Les cultures premières ne sont pas "plus proches de la nature" que les nôtres ; ces cultures ont des techniques, des œuvres d'art, des croyances religieuses, des mythes, des rituels, des prohibitions ; ceux qui la composent ne se contentent pas d'émettre des sons, ils parlent un langage articulé.

6) Le travail devient nécessaire avec l'apparition de la propriété privée car les "propriétaires" veulent avoir des provisions pour deux et pour ce faire, il faut mettre la terre en valeur, la cultiver, l'ensemencer.

7) Cette explication de la misère et de l'esclavage contient une part de vérité. Si l'on analyse les sociétés humaines qui se sont succédé au cours de l'Histoire, on observe toujours des différences sociales entre les riches et les pauvres, les hommes libres et les esclaves (dans la Grèce antique, à Rome et aux Etats-Unis d'Amérique avant la guerre de Sécession, par exemple) ; J.-J. Rousseau pense sans doute à la société féodale : au Moyen-âge, les serfs (du latin servus = esclave) étaient attachés à la terre qu'ils cultivaient pour le seigneur.

Claude Levi-Strauss oppose les sociétés chaudes aux sociétés froides.

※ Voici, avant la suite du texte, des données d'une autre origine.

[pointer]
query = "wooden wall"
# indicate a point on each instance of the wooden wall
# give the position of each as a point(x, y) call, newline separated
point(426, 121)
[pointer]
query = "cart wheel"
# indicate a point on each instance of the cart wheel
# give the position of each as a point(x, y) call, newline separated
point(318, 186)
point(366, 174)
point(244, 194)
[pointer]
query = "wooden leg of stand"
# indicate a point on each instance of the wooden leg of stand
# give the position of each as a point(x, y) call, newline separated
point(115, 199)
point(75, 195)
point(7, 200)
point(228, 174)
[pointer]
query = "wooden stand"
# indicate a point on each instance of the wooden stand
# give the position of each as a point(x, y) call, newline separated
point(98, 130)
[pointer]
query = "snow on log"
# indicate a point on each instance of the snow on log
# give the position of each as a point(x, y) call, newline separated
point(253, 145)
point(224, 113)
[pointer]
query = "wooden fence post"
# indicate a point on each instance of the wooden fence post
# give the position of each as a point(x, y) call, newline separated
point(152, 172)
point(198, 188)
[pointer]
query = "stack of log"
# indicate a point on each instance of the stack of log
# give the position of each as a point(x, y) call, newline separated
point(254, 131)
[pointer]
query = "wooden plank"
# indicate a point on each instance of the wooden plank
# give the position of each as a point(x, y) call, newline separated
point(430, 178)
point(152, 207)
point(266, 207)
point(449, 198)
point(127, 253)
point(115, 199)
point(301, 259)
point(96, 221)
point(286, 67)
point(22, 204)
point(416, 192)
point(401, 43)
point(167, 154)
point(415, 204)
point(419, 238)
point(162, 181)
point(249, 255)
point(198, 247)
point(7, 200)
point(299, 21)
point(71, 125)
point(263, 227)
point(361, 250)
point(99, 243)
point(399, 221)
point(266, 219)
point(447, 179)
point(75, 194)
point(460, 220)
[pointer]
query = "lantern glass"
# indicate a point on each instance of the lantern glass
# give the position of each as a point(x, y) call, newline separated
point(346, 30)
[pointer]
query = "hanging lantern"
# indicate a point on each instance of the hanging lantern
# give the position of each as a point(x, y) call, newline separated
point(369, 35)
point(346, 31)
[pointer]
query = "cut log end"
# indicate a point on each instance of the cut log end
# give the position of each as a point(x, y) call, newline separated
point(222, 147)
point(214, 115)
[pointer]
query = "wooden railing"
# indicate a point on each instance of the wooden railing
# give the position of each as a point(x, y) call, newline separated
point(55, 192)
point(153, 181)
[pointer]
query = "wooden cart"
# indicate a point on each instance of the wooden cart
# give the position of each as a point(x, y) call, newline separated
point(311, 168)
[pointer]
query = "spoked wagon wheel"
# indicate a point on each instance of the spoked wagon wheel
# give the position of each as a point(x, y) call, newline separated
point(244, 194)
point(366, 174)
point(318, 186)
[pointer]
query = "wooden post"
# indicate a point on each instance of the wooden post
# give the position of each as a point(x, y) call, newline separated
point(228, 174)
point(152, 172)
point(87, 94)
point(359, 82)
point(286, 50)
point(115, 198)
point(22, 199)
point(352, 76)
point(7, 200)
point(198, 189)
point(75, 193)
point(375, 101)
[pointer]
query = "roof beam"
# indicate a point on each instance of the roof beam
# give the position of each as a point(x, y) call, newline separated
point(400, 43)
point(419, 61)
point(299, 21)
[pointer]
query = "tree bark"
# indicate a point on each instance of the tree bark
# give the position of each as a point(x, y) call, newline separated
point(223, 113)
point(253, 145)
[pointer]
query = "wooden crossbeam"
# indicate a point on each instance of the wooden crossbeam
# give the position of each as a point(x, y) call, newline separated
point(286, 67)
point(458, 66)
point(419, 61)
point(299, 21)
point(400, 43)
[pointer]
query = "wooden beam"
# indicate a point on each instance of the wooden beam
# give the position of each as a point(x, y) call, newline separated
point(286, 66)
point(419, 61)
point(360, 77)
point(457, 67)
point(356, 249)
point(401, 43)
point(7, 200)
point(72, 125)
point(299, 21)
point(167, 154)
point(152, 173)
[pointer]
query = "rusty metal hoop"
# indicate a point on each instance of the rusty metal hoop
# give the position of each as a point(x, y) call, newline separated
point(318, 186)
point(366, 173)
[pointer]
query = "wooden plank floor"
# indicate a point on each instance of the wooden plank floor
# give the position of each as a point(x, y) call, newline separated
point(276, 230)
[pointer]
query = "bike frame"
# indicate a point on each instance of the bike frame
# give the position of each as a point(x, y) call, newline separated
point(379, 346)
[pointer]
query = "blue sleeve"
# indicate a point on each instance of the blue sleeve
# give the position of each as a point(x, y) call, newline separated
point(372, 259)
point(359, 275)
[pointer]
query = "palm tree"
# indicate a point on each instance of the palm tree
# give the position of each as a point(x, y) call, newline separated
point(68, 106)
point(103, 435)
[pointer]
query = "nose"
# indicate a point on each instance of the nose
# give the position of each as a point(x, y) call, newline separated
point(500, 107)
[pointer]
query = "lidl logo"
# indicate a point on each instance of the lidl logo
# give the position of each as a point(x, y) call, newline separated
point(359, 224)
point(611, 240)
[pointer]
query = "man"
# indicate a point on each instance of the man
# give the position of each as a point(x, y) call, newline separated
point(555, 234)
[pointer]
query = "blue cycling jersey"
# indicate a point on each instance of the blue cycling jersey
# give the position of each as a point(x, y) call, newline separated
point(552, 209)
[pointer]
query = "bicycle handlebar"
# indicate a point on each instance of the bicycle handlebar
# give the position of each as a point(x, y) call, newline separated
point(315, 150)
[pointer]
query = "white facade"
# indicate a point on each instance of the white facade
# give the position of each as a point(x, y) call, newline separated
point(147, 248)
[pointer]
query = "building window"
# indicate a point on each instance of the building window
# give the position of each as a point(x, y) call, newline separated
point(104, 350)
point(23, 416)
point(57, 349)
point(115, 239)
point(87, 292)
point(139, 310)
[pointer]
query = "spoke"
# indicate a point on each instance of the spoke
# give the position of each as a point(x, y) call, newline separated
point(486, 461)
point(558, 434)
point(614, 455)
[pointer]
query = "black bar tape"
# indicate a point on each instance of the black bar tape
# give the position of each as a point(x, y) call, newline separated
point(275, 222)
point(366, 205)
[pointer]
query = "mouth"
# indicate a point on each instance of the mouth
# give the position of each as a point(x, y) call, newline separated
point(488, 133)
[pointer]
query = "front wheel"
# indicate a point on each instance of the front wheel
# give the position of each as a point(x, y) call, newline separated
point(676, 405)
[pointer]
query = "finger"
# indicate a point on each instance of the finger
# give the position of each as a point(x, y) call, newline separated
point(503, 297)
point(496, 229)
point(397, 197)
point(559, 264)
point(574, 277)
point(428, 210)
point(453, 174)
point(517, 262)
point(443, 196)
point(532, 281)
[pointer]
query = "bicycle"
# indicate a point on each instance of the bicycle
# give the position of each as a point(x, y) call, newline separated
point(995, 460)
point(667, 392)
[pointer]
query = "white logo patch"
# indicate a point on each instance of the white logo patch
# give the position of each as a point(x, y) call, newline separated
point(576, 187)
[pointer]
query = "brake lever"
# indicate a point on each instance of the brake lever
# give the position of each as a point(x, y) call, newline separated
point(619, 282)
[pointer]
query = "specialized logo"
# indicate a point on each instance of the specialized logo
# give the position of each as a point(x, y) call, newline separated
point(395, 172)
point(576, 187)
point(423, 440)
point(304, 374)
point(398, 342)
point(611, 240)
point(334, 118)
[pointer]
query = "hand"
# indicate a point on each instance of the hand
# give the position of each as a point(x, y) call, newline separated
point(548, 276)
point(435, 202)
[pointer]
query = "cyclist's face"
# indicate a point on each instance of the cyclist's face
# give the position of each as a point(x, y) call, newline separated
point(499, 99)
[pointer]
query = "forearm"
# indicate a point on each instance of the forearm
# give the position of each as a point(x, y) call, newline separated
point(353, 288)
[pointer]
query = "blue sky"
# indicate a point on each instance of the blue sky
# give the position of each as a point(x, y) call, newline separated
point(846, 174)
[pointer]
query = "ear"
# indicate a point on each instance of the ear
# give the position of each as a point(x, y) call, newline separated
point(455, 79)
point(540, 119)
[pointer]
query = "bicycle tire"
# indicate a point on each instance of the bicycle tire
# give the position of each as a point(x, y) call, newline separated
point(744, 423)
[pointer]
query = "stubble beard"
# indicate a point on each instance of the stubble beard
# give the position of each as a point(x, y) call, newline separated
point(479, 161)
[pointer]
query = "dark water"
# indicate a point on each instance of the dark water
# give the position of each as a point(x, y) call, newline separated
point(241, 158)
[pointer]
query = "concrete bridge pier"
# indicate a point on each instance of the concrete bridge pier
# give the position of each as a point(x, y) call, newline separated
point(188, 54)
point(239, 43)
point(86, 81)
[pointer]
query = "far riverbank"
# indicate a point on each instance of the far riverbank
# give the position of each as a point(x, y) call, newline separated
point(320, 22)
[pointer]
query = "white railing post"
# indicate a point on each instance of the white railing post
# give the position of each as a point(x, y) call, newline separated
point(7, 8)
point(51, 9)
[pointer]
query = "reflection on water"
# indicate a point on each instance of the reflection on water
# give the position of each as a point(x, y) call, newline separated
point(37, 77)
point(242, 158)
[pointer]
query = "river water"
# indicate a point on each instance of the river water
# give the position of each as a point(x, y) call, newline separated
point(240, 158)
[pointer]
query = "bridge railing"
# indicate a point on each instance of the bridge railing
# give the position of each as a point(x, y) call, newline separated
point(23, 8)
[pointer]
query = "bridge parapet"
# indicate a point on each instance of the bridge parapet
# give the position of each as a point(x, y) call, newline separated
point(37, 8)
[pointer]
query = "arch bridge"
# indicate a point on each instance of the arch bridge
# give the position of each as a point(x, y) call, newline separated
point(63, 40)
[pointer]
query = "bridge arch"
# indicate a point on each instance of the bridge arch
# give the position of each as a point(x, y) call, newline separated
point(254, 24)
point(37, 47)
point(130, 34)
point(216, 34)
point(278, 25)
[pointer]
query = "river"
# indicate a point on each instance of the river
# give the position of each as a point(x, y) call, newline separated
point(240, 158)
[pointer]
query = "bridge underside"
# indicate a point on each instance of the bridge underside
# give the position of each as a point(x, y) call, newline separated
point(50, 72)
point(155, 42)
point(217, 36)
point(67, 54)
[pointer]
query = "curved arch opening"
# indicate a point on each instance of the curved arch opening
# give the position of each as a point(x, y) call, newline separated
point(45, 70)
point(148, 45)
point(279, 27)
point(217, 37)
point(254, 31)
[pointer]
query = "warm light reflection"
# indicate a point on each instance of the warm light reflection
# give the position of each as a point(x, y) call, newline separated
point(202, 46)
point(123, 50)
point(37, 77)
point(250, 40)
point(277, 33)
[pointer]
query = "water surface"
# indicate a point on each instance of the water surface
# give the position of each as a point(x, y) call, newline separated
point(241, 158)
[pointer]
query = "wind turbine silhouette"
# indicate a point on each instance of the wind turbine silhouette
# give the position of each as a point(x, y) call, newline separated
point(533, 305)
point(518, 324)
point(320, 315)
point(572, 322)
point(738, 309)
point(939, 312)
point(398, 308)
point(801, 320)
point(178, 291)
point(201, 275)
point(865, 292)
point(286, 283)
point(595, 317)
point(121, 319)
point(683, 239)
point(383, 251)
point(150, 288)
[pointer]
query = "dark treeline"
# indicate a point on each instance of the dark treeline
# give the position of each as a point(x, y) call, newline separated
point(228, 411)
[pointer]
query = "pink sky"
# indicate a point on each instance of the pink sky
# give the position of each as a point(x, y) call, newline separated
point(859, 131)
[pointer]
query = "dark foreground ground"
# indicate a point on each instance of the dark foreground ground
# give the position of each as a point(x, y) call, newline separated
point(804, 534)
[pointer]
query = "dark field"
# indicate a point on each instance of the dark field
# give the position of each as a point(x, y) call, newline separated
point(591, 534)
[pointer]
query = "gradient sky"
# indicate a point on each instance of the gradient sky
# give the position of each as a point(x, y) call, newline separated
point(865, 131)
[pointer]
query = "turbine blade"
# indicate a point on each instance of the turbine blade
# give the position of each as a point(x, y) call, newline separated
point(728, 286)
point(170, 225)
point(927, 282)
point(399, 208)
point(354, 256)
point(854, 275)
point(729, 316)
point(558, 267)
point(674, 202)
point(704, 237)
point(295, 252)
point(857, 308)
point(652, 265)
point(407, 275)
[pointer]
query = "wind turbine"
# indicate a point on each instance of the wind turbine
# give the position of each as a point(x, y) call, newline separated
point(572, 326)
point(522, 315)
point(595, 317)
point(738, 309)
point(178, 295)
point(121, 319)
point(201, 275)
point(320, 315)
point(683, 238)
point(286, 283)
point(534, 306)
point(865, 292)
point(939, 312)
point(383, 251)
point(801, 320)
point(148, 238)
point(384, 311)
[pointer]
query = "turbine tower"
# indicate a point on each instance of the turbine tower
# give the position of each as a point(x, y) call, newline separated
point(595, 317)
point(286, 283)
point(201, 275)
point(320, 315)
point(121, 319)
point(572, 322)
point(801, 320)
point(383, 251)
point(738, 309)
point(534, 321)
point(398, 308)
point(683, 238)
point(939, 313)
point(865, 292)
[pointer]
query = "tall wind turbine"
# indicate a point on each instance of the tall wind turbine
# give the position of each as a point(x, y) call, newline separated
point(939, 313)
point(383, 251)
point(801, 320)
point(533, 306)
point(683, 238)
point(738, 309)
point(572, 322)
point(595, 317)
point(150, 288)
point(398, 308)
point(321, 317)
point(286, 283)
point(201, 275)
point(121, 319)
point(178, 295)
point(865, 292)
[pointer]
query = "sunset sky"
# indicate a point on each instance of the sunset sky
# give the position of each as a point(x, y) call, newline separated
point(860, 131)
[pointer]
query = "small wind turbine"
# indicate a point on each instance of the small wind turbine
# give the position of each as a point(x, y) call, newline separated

Les sociétés froides fonctionnent comme des horloges, elles ont un passé, mais elles n'ont pas vraiment d'Histoire.

Elles sont conformes à ce que Rousseau décrit dans la première partie de ce texte : des hommes, généralement peu nombreux, constitués en tribus, qui ne connaissent pas la propriété privée et où il y a pas de division du travail, sinon entre les hommes et les femmes : les anthropologues parlent se sociétés de "chasseurs-cueilleurs".

La deuxième partie du texte de Rousseau correspond à ce que nous dit Claude Lévi-Strauss des sociétés chaudes (les nôtres), que Claude Lévi-Strauss compare à des machines à vapeur ; ces sociétés connaissent la propriété privée, la division du travail, tous les avantages, mais aussi tous les inconvénients et les désordres du "progrès", que Lévi-Strauss nomme "l'entropie civilisationnelle" : extrême richesse et extrême pauvreté, révolutions, conflits sociaux, terrorisme, gaspillage, désastres écologiques...

Il est certain que le manque de régulation des sociétés chaudes conduit vers l'entropie civilisationnelle et, du moins dans certaines régions du monde à "l'esclavage et à la misère". Claude Lévi-Strauss préconise, au lieu d'un impossible retour en arrière, que la culture (l’État, le Droit, les institutions, l'art, les sciences humaines) serve de régulateur à l'entropie civilisationnelle. Cette idée a été récemment réactualisée par Edgar Morin, mais elle est encore loin de se traduire dans la réalité.